Douglas, the 16-year-old, whose nickname "the Flying Squirrel" has been borne out by the heights she is hitting at London 2012, outscored Russia's Viktoria Komova by 0.259 marks.
Great Britain's Rebecca Tunney, 15, finished 13th on her Olympic debut.
"It's been an amazing experience; the best week of my life," she said.
"To compete at a home Games in front of this crowd has been incredible.
"To be the youngest in Team GB I'm very proud and I've learnt so much. I'm looking forward to the rest of the Games, the atmosphere and cheering on Team GB."
British team-mate Hannah Whelan finished in last place after scoring zero marks for her vault.
Whelan, who had her eyes on outstripping Becky Downie's 12th place for Britain at the Beijing Olympics, completely lost her vault landing and was sent sprawling.
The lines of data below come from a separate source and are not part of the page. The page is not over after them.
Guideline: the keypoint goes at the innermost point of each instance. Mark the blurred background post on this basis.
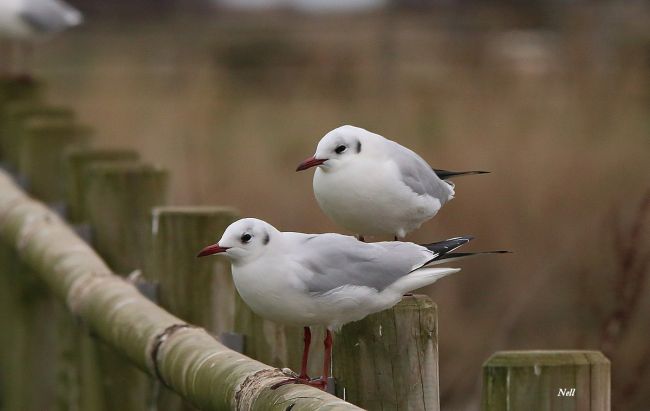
(552, 97)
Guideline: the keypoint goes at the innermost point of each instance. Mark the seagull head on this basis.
(338, 148)
(243, 240)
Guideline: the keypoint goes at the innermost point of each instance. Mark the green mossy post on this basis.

The judges gave her no score.
Medals, though, were always out of British reach as American and Russian superstars fought for the honours inside the North Greenwich Arena.
Douglas and team-mate Aly Raisman had devastatingly deposed US colleague and 2011 world champion Jordyn Wieber - a pre-Olympic favourite - going through to the final at the expense of Wieber as rules allow only two qualifiers per nation.
And while Raisman faltered on the uneven bars, Douglas maintained that momentum throughout the final, hitting her routine on each of the four pieces.
The Americans are renowned for their vaulting and Douglas's, at 15.966 the highest of the competition, put pressure on Russia's Komova and Aliya Mustafina from the outset.
Mustafina, the 2010 world champion, took herself out of the reckoning when she fell from the beam, leaving Douglas and Komova to decide the Olympic title with their floor routines.
Though Komova, 17, narrowly outscored Douglas, it was not enough to stop the American becoming her country's third consecutive women's all-around champion.
Mustafina won a tie-break decision for bronze after she equalled Raisman's score of 59.566. The Russian "had a higher sum of final apparatus scores, adding the total of her top three apparatus scores," said a statement from the sport's organisers.
Douglas won with 62.232 ahead of Komova's 61.973. Tunney earned 56.932 whereas Whelan's score, affected by her zero on vault, was 41.999.
Whelan says she will take some time off after the Games, on the back of a deeply disappointing outing, but Tunney will take great encouragement from her 56.932 score, fractionally outside the top 10. She will still be a teenager by the time Rio 2016 comes around.
Beth Tweddle is the lone female Briton left to compete in a gymnastics final at London 2012, with a place booked in the uneven bars final on Monday, the day after Louis Smith goes in the pommel horse final.
Kristian Thomas competes immediately after Tweddle in Monday's men's vault final.